Princess Morripov wrote: ↑Sun Aug 02, 2020 3:19 pm
Aside from the education factor, it’s the socialisation for children and the effect that has on them too, I feel in the main adults are a little bit more equipped to deal with this, or at least even though it’s shit we understand why things are they way they are.
My 7 year old has struggled and she can't even put it into words. She started Year 2 in September, but in December her teacher went off long-term sick and ultimately never came back, though there were repeated 'hopefully next weeks' which I think prevented a long term plan.
The class had a substitute, who was nice but A quickly said the work was just worksheets and wordsearches, and they didn't seem to be doing a topic anymore. Then school closed in March. She was set one basic question a day on Seesaw, and some days not even that (some days forgotten, sometimes a vague 'play in the garden' task) and I had no real idea what sort of expectations she was supposed to meet or topics it might be valuable for her to study.
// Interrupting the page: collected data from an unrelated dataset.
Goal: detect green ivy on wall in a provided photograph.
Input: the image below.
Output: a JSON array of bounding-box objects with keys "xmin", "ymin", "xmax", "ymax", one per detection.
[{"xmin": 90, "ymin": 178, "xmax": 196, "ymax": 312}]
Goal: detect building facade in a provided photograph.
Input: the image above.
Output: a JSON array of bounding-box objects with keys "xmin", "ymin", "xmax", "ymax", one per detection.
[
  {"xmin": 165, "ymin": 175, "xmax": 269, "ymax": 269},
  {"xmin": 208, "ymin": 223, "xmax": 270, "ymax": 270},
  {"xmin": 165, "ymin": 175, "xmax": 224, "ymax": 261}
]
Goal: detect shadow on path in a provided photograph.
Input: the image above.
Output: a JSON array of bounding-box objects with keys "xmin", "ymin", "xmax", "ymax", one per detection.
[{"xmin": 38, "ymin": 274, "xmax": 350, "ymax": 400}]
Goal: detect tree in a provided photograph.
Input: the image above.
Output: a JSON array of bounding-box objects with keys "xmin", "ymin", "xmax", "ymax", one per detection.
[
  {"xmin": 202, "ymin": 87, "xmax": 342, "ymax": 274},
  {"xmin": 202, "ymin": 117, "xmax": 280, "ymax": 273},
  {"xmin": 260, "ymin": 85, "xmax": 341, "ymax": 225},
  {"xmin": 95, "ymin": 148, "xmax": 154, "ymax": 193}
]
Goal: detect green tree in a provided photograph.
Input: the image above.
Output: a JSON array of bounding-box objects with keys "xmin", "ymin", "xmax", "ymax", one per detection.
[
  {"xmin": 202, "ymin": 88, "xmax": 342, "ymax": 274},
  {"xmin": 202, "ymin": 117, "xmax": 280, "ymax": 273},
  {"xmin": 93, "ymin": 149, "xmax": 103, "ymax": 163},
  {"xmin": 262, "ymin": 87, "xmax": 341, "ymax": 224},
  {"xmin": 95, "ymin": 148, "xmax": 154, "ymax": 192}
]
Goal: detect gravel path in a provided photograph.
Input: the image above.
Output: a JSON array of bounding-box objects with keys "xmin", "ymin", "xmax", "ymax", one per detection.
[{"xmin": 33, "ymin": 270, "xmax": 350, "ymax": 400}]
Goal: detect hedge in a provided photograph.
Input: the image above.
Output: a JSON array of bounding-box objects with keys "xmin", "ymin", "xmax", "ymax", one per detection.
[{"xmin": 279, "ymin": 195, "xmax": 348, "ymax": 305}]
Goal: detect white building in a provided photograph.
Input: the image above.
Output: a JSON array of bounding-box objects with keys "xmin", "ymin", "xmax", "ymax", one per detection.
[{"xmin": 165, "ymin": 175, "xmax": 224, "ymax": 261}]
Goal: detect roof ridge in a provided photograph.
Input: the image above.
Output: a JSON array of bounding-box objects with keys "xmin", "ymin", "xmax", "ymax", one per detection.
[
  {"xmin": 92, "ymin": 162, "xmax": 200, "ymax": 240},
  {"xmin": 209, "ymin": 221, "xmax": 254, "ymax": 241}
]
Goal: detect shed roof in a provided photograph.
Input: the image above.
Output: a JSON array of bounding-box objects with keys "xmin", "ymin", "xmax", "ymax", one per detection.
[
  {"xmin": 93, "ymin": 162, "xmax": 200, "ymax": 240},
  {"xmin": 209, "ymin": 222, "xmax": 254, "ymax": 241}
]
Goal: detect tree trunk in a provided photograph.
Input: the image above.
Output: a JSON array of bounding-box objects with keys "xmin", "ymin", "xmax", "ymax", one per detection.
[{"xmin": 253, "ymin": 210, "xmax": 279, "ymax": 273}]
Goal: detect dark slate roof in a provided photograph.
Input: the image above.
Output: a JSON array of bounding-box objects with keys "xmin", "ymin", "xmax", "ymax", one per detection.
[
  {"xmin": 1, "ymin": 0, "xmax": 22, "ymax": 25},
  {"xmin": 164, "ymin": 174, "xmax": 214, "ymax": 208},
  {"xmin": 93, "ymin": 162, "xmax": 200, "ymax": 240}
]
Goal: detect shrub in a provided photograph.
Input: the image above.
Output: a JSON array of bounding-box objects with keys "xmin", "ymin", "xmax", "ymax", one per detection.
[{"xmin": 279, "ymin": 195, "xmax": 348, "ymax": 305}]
She really, really missed other children and adults to talk to and missed enjoying schoolwork - her submissions were rarely given any feedback. She was just posting into the void. In June her older brother and only playmate goes back to school, she now has increased loneliness. I do what I can but I'm not a class of friends. She asks, and cannot fathom, why a Year 6's need to be in class is greater than hers. She admits she is struggling to remember school. She says she is afraid of not settling in to Year 3 and, whilst a kid who loves school, is too afraid it won't reopen to let herself look forward to it. To me, this is giving her a sense of dread that a happy little kid should not experience.
She's the one I'm worried about now. She was right in-between that immaturity of the fresh Year 2 (6, going on 7) and wanting to mature and knuckle down to new work and stuff, then suddenly, boom, stuck at home colouring a picture of a bee for months. I feel she's been hit harder, and she can't even verbalise it. T can video call his friends, she can't (no contact details and kids that age unlikely to have phones anyway). He takes each day as it comes and doesn't seem fussed by it all, she worries about the future and 'what ifs' more than I think is healthy.
If she's a pretty resilient, supported kid and she's been hit this hard I dread to think how kids with less support are getting on.